O questionamento de como essas mulheres se vêem nas fotos foi o ponto inicial para desenvolver a dissertação de mestrado, por conta da experiência vivida em uma viagem na região da Bacia e Vale do Iguape, que é uma região quilombola situada no Recôncavo. “Fui presentear uma marisqueira, esposa de um amigo pescador e, ao ver a imagem não gostou, repudiou. Era uma fotografia com a imagem dela mariscando dentro do mangue, com roupas de marisqueira. Quando cheguei no mestrado, comecei a pensar sobre isso: o que condena essa imagem? Tive essa ideia de fotografar essas mulheres e perguntar como enxergam a fotografia, o que elas gostam e não gostam”.
Na busca das respostas, Gilucci conheceu o Quilombo Kaonge. As fotografias produzidas têm um caráter documental etnográfico. “Tento compreender essas narrativas da mãe, da matriarca, das mulheres, seguindo o poético. E também como elas se vêem na fotografia”, conta. Gilucci completa que, no caso no quilombo, as mulheres se sentem representadas. “Elas compreendem o cotidiano delas: catando caranguejo, cozinhando, amassando folhas para preparar o peixe, os rituais da religião, trabalhando. São imagens de afirmação da identidade delas, de mulher negra, quilombola e do todo o legado ancestral afrobrasileiro”.
Quem são as mulheres do Quilombo Kaonge nas fotos?
São mulheres negras quilombolas que valorizam a sua ancestralidade e constroem lutas, conhecimentos contribuindo para a sociedade brasileira. Uma delas é a administradora, Rosane Viana Jovelino, ativista Quilombola, membro do Conselho Quilombola da Bacia e Vale do Iguape e do Núcleo Produtivo de Ostra.
Para Rosane a proposta de Gilucci para a pesquisa de mestrado foi muito importante. “Percebi que poderia ser uma oportunidade excelente e positiva de valorizar a nossa cultura, raça e identidade, enquanto mulher negra e quilombola. Inclusive de quebrar esse estereótipo imposto pela nossa sociedade e também o quanto poderia desconstruir essa posição de inferioridade que é conferida à população negra, a mulher negra de um modo geral”.

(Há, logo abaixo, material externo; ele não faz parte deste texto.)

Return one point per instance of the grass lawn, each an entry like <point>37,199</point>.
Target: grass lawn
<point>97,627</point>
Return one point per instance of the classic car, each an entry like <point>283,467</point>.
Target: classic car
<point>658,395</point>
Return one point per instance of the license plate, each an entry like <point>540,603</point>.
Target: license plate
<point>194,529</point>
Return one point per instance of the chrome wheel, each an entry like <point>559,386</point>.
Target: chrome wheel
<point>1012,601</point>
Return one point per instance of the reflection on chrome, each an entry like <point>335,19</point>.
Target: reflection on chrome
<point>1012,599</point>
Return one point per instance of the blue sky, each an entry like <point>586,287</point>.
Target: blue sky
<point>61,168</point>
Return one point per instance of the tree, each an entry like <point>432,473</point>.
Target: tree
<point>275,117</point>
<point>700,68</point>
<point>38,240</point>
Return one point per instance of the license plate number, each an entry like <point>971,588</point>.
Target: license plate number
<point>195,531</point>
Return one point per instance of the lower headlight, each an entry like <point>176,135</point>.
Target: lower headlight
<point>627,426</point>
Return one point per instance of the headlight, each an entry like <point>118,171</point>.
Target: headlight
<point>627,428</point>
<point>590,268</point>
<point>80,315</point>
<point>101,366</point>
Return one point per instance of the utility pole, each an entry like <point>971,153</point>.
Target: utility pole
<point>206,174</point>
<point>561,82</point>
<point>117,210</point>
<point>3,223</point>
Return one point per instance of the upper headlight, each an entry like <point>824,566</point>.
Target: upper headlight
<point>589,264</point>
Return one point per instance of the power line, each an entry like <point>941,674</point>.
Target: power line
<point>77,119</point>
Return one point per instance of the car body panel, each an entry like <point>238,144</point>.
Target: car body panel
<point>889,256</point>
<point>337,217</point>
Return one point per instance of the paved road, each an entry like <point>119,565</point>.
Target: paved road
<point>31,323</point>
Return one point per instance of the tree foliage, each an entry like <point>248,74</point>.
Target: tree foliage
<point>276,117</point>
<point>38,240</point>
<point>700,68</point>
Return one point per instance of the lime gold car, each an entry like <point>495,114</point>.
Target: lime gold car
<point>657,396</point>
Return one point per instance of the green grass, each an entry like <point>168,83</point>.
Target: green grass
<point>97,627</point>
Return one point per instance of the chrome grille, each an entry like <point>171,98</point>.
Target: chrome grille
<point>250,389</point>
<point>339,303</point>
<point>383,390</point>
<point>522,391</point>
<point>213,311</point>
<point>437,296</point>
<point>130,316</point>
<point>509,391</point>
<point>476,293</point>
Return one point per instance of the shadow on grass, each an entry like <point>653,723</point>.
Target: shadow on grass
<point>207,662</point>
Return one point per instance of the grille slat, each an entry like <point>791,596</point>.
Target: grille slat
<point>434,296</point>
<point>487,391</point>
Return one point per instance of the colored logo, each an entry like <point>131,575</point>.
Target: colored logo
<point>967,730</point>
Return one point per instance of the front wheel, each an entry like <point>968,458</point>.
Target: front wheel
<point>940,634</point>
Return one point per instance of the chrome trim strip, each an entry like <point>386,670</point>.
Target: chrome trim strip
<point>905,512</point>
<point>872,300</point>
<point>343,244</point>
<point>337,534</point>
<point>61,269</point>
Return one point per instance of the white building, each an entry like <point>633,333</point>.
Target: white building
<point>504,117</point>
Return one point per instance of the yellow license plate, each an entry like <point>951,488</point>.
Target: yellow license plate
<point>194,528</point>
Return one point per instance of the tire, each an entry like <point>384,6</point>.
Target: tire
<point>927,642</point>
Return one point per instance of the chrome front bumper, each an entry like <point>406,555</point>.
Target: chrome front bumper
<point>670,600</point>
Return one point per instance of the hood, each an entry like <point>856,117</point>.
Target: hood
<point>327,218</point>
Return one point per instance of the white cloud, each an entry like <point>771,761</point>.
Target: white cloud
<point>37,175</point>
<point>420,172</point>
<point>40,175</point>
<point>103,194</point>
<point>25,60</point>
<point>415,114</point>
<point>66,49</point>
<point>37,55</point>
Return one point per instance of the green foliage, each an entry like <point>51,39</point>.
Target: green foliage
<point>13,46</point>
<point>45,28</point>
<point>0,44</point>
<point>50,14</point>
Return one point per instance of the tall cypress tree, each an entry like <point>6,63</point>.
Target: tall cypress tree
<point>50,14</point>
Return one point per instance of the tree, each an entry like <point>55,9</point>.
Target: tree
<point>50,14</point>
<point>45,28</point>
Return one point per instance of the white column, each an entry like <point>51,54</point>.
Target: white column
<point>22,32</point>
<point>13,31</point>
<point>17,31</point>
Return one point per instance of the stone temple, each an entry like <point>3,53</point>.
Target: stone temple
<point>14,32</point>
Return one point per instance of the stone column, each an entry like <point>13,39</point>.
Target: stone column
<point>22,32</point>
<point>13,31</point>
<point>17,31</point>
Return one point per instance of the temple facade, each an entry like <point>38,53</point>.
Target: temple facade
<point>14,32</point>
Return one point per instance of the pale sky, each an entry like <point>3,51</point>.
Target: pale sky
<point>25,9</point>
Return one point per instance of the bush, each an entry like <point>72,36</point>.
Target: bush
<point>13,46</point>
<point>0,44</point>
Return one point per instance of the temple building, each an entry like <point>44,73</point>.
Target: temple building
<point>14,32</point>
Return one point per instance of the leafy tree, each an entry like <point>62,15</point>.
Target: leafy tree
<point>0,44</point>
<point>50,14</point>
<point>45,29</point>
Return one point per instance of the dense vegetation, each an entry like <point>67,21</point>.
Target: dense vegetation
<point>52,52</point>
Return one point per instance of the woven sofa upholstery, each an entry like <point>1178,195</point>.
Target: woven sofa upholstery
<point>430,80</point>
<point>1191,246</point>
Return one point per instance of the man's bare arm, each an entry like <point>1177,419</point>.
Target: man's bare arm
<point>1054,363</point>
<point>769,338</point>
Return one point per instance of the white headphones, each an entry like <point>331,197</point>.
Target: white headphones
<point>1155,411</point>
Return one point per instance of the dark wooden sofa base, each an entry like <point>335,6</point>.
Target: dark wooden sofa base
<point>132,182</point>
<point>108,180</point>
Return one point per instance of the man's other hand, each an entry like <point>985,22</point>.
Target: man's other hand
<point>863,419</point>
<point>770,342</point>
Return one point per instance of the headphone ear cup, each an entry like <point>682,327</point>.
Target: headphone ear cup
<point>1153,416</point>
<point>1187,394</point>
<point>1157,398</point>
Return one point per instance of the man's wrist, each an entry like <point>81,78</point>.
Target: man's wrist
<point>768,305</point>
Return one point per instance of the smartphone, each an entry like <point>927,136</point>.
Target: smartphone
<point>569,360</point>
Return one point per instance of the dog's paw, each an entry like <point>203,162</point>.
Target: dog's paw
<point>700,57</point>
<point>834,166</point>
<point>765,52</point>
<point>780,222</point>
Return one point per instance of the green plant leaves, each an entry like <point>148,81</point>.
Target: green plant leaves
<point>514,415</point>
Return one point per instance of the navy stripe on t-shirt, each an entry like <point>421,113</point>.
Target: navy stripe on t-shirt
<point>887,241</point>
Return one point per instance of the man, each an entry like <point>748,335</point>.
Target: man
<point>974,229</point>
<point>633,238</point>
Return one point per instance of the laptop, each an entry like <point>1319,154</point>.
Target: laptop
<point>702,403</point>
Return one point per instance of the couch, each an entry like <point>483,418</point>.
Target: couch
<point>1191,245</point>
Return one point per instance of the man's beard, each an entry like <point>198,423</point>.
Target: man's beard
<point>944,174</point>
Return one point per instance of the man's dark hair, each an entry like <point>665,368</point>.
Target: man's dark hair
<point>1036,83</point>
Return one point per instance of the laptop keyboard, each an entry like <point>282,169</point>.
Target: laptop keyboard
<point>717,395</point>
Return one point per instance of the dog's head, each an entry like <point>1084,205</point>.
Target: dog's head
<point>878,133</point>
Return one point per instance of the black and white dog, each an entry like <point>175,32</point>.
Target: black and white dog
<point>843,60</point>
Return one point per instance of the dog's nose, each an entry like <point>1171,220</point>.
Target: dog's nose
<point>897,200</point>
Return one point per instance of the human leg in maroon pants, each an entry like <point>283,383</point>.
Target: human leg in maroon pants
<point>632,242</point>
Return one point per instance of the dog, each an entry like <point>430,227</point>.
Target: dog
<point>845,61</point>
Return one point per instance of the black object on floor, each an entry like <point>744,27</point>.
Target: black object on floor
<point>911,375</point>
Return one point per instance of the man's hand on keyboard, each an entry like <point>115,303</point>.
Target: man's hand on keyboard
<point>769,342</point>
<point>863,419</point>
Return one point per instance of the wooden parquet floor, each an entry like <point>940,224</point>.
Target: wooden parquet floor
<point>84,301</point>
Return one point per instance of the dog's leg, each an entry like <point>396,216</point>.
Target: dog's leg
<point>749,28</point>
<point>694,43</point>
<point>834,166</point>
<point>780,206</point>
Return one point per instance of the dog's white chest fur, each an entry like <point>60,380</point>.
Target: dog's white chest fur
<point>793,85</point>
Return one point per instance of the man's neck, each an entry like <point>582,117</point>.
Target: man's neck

A ativista conta que a foto tem esse poder de revelar a força da mulher negra, dos saberes que movimentam o dia a dia da comunidade e da ancestralidade que marcou a história fortemente. “Foi algo que mexeu muito comigo porque a gente vive um processo de muita luta contra o racismo que nos coloca na marginalidade e, portanto, impede de exercer os nossos direitos, além de também nos impedir de estar em um espaço de igual para igual. Então, a gente luta pelo direito à igualdade”, conta a filha da matriarca e Ialorixá, Juvani Viana.
Quando a fotografia falou mais alto que a gastronomia
E quem diria que Gilucci fosse se encantar pela fotografia. Ele nem sonhava que se sentiria tão atraído pela câmera e lentes, pois era cozinheiro profissional há 13 anos com carreira consolidada em Buenos Aires e São Paulo.
A guinada da cozinha para o mundo das fotos começou com o desejo de escrever um livro sobre a história da gastronomia do recôncavo baiano. “Queria conhecer Cachoeira, Santo Amaro, São Félix, o Iguape, que não conhecia. O que tem em comum no recôncavo é a produção do dendê, farinha de mandioca, mas a produção é diferente, então eu queria entender um pouco sobre essas especificidades”, conta o fotógrafo.
Porém, Gilucci não tinha como custear a viagem inteira e também o trabalho de um fotógrafo. Então, comprou uma câmara fotográfica, realizou o curso do Pronatec de Fotografia, fez um MBA em Comunicação e Semiótica e, atualmente, é mestrando bolsista da CAPES. Seu último trabalho fotográfico individual foi ano passado com a mostra “Corpus et Spiritus”, na galeria Acbeu. “Não cozinho mais, hoje só quero viver de fotografia”, resume, antecipando planos de realizar uma exposição e um livro sobre a serie fotográfica produzida no seu mestrado.